Introduction: Cardiac tamponade is a life-threatening condition resulting from fluid accumulation in the pericardial sac, leading to decreased cardiac output and shock. Various etiologies can cause cardiac tamponade, including liver cirrhosis, which may be induced by autoimmune hepatitis. Autoimmune hepatitis is a chronic inflammatory liver disease characterized by interface hepatitis, elevated transaminase levels, autoantibodies, and increased immunoglobulin G levels. This case report details a 60-year-old male with autoimmune hepatitis-induced cirrhosis presenting with severe pericardial effusion and cardiac tamponade, emphasizing the interplay between liver and cardiac pathologies. Methods: A 60-year-old Persian man presented with progressive dyspnea, chest pain, and significant weight gain due to fluid retention.
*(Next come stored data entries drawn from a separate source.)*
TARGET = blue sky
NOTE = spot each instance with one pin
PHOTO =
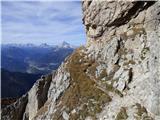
(39, 22)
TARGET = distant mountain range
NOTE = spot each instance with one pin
(36, 59)
(14, 84)
(22, 65)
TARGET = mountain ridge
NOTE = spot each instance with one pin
(114, 77)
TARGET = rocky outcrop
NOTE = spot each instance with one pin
(116, 76)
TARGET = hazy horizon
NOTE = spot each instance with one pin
(50, 22)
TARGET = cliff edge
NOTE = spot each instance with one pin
(116, 76)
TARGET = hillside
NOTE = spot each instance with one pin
(116, 76)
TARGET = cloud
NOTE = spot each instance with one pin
(37, 22)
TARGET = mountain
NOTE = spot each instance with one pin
(15, 84)
(116, 76)
(47, 58)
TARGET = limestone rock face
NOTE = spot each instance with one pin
(116, 76)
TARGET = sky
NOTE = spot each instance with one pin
(38, 22)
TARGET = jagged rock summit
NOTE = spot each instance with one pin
(116, 76)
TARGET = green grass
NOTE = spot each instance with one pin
(82, 91)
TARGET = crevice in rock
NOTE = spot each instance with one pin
(15, 111)
(133, 12)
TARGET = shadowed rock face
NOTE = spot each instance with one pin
(115, 76)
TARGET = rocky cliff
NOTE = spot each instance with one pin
(116, 76)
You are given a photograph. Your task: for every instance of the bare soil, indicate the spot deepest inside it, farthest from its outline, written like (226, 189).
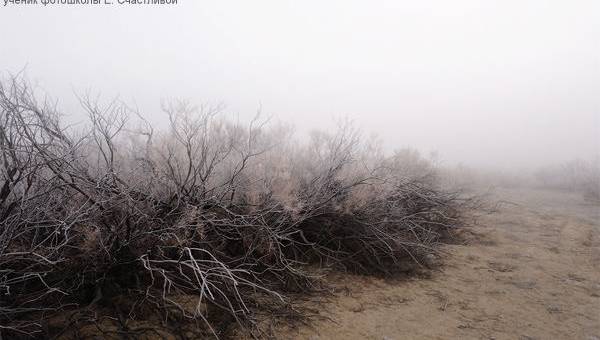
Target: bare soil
(531, 270)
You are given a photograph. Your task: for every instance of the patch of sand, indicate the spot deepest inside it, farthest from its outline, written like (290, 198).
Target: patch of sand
(532, 272)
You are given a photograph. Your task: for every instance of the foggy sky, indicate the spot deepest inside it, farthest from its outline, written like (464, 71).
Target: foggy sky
(486, 83)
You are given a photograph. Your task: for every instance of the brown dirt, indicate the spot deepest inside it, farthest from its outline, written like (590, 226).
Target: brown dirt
(531, 270)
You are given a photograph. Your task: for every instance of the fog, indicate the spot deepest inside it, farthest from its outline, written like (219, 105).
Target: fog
(505, 84)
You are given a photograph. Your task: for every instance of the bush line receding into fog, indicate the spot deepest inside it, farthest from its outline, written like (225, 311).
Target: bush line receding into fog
(207, 220)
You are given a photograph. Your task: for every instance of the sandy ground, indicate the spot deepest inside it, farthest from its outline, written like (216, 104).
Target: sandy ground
(528, 271)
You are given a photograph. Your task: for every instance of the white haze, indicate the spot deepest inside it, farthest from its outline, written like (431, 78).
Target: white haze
(487, 83)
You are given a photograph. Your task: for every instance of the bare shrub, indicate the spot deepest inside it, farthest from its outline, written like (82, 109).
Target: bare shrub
(224, 214)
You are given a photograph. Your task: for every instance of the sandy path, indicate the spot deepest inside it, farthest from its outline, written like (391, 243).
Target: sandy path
(534, 273)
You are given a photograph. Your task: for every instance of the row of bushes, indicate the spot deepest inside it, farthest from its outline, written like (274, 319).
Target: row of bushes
(206, 221)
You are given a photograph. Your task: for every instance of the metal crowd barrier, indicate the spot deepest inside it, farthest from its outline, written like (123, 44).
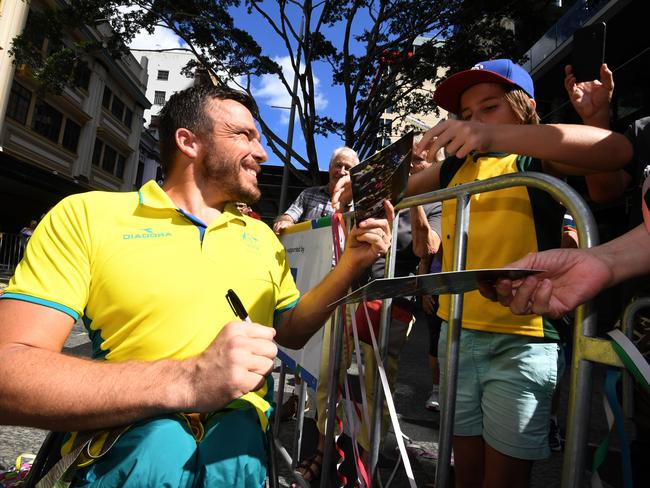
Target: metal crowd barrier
(588, 349)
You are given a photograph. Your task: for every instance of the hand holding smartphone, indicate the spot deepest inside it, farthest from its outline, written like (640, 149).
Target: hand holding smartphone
(588, 52)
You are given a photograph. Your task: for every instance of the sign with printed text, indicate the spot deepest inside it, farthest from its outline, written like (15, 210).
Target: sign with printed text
(308, 247)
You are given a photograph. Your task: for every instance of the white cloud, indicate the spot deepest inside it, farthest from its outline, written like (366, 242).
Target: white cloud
(271, 91)
(162, 38)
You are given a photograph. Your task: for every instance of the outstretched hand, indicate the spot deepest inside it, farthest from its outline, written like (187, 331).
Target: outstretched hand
(591, 99)
(571, 277)
(456, 137)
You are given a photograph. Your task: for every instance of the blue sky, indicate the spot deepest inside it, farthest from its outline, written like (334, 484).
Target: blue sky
(269, 91)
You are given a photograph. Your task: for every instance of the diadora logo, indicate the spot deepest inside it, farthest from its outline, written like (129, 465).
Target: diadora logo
(147, 233)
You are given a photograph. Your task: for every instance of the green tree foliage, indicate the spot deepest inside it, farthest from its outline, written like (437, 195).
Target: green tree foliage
(367, 44)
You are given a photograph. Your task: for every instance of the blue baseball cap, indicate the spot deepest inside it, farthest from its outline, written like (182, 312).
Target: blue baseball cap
(447, 94)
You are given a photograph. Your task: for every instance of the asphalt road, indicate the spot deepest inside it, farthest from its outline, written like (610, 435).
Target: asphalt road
(410, 392)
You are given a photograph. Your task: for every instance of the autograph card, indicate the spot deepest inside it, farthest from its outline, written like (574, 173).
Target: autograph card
(432, 284)
(381, 176)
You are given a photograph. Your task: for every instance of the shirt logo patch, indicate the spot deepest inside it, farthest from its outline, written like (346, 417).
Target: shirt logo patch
(250, 240)
(147, 233)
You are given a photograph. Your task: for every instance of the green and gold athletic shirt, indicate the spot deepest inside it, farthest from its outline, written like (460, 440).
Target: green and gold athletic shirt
(504, 225)
(150, 280)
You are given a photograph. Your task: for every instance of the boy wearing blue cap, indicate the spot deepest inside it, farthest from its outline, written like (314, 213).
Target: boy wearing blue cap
(508, 365)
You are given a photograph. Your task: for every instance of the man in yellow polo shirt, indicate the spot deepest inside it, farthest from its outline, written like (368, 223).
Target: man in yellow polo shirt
(148, 271)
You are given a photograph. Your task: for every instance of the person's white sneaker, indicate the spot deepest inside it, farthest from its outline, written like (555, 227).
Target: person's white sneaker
(433, 402)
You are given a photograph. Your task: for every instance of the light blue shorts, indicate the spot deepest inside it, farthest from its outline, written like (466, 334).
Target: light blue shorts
(161, 452)
(504, 390)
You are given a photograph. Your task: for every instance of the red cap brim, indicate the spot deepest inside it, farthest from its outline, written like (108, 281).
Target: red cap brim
(447, 94)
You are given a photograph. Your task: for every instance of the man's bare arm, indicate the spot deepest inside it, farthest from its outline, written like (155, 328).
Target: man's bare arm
(365, 243)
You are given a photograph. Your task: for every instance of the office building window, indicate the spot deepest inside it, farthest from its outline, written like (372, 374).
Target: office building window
(117, 108)
(108, 161)
(19, 100)
(128, 117)
(119, 167)
(82, 76)
(97, 152)
(47, 121)
(159, 98)
(140, 176)
(71, 135)
(111, 160)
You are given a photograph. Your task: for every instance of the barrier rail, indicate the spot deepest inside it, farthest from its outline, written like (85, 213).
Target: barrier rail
(12, 247)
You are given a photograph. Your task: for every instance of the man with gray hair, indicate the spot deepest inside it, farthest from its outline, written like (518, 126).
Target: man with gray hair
(316, 202)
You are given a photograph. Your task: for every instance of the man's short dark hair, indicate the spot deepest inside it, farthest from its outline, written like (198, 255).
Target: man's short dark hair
(187, 109)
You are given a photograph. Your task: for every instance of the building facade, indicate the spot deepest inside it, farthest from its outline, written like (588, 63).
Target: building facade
(53, 145)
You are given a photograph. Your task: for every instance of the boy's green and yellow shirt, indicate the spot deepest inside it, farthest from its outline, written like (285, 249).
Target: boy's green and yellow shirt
(504, 225)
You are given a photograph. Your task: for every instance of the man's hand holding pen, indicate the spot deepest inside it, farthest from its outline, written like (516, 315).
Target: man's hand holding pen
(237, 362)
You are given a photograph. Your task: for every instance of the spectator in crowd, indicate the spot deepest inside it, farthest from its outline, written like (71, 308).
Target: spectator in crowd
(149, 271)
(502, 417)
(591, 100)
(316, 202)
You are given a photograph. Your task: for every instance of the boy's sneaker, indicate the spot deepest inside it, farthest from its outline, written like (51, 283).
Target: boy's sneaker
(554, 440)
(433, 402)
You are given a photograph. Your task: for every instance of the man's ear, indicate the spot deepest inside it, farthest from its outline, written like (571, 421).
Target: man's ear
(187, 142)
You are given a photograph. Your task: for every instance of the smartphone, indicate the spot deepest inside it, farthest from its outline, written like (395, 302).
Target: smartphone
(588, 51)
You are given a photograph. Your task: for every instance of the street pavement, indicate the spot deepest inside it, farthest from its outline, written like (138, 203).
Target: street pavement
(410, 393)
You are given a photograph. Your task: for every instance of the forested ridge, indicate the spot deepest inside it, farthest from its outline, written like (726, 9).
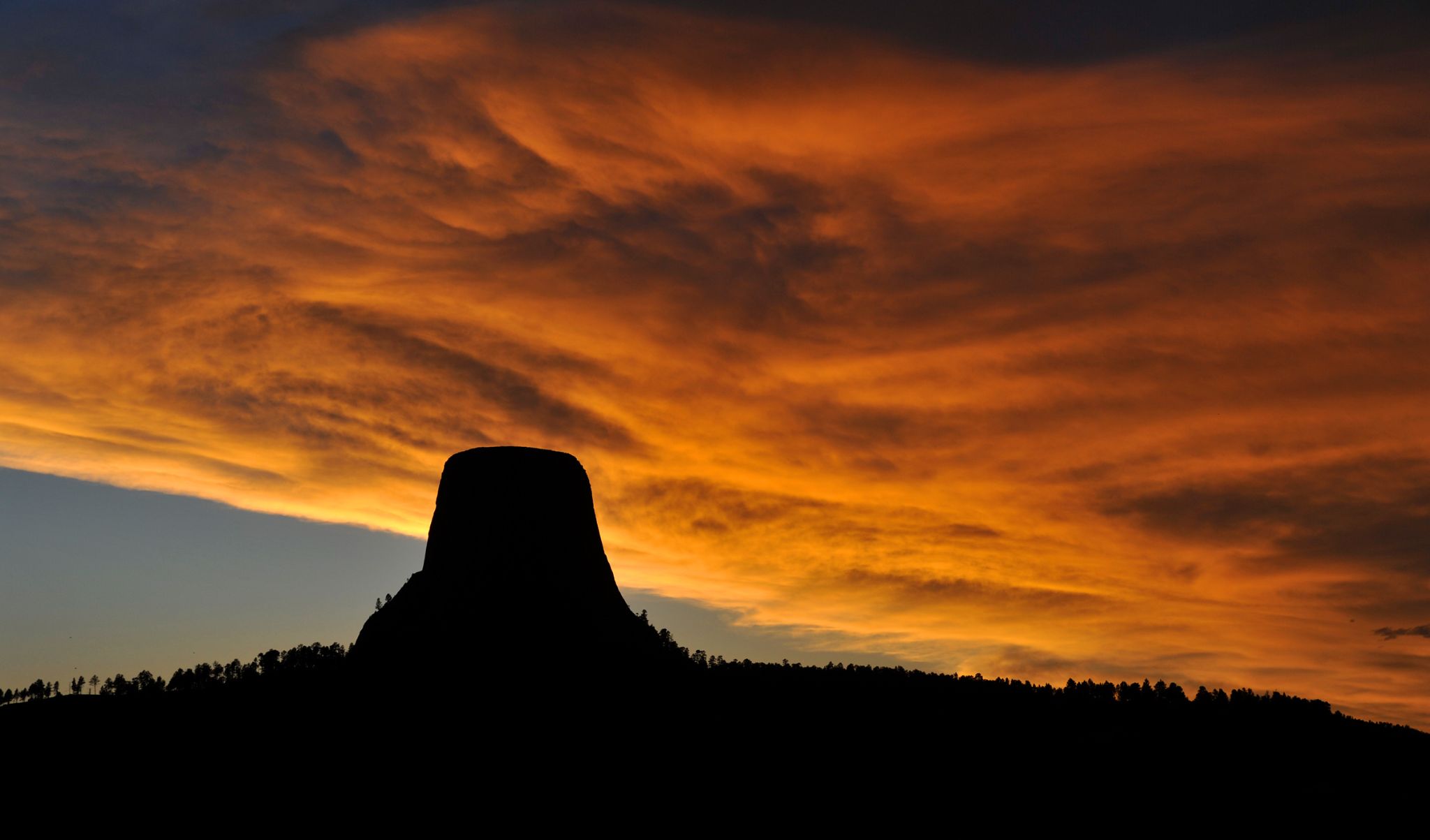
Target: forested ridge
(774, 686)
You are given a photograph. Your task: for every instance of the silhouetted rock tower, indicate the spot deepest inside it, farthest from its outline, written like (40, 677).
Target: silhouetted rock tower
(515, 577)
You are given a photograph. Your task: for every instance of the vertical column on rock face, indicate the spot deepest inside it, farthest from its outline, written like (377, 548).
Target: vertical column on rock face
(514, 571)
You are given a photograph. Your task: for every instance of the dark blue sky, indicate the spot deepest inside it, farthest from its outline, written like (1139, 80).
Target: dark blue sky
(101, 580)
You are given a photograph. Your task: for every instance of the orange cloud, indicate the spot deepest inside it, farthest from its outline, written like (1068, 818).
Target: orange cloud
(1110, 371)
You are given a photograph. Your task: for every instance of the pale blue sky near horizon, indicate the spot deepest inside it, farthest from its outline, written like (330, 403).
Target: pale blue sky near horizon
(103, 580)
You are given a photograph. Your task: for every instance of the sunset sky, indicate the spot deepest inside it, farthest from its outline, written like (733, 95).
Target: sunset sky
(983, 337)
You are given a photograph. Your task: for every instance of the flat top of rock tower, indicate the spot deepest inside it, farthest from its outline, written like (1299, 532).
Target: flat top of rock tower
(511, 455)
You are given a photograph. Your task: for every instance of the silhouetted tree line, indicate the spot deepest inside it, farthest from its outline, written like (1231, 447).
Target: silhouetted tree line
(781, 691)
(268, 668)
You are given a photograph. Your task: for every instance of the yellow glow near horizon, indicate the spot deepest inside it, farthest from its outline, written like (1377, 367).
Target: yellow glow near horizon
(1109, 371)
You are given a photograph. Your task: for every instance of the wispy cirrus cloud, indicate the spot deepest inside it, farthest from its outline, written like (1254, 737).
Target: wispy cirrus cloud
(1106, 361)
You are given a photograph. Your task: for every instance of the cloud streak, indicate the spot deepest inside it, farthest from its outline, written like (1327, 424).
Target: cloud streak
(1101, 362)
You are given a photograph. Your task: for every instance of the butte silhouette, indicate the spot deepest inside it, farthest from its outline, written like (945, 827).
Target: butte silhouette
(515, 574)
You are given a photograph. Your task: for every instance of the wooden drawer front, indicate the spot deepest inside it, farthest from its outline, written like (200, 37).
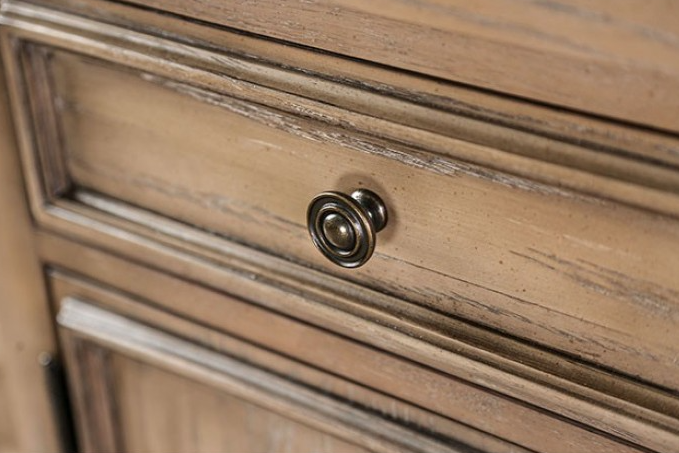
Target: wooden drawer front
(583, 275)
(137, 388)
(615, 60)
(423, 410)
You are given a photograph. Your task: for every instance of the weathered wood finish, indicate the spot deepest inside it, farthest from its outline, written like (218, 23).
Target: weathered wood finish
(350, 362)
(26, 415)
(617, 60)
(458, 254)
(105, 391)
(528, 276)
(445, 393)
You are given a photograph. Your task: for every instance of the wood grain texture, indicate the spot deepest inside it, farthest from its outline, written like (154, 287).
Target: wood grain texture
(114, 334)
(26, 423)
(274, 356)
(459, 238)
(346, 359)
(507, 129)
(612, 59)
(445, 365)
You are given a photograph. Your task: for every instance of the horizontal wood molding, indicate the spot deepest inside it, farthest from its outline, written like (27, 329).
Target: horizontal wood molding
(614, 60)
(619, 162)
(587, 330)
(97, 327)
(402, 337)
(350, 373)
(377, 121)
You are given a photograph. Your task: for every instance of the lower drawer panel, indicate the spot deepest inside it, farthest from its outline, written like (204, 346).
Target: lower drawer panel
(578, 274)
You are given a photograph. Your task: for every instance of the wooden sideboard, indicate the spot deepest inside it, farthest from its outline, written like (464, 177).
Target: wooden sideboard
(159, 288)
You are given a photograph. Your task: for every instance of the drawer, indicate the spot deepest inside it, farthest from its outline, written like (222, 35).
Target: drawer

Physical examination revealed pallor, jaundice, elevated jugular venous pressure, muffled heart sounds, and tachycardia. Laboratory tests indicated severe hepatic and renal dysfunction, with elevated liver enzymes, bilirubin, and blood urea nitrogen. Imaging studies, including electrocardiogram, computed tomography angiography, and transthoracic echocardiogram, confirmed large pericardial effusion with signs of cardiac tamponade. Emergency pericardiocentesis was performed, aspirating 500 mL of serosanguinous fluid. Post-procedural management included continuous monitoring, repeat echocardiography, and a comprehensive pharmacological regimen addressing fluid overload, autoimmune hepatitis, and cardiac function. Conclusion: This case underscores the importance of timely diagnosis and management of cardiac tamponade, particularly in patients with concomitant conditions like autoimmune hepatitis and cirrhosis. Multidisciplinary management involving hepatologists, cardiologists, and critical care specialists is crucial for improving patient outcomes. Early recognition and treatment contribute substantially to the prevention of recurrence and better long-term management of underlying conditions. © The Author(s) 2025.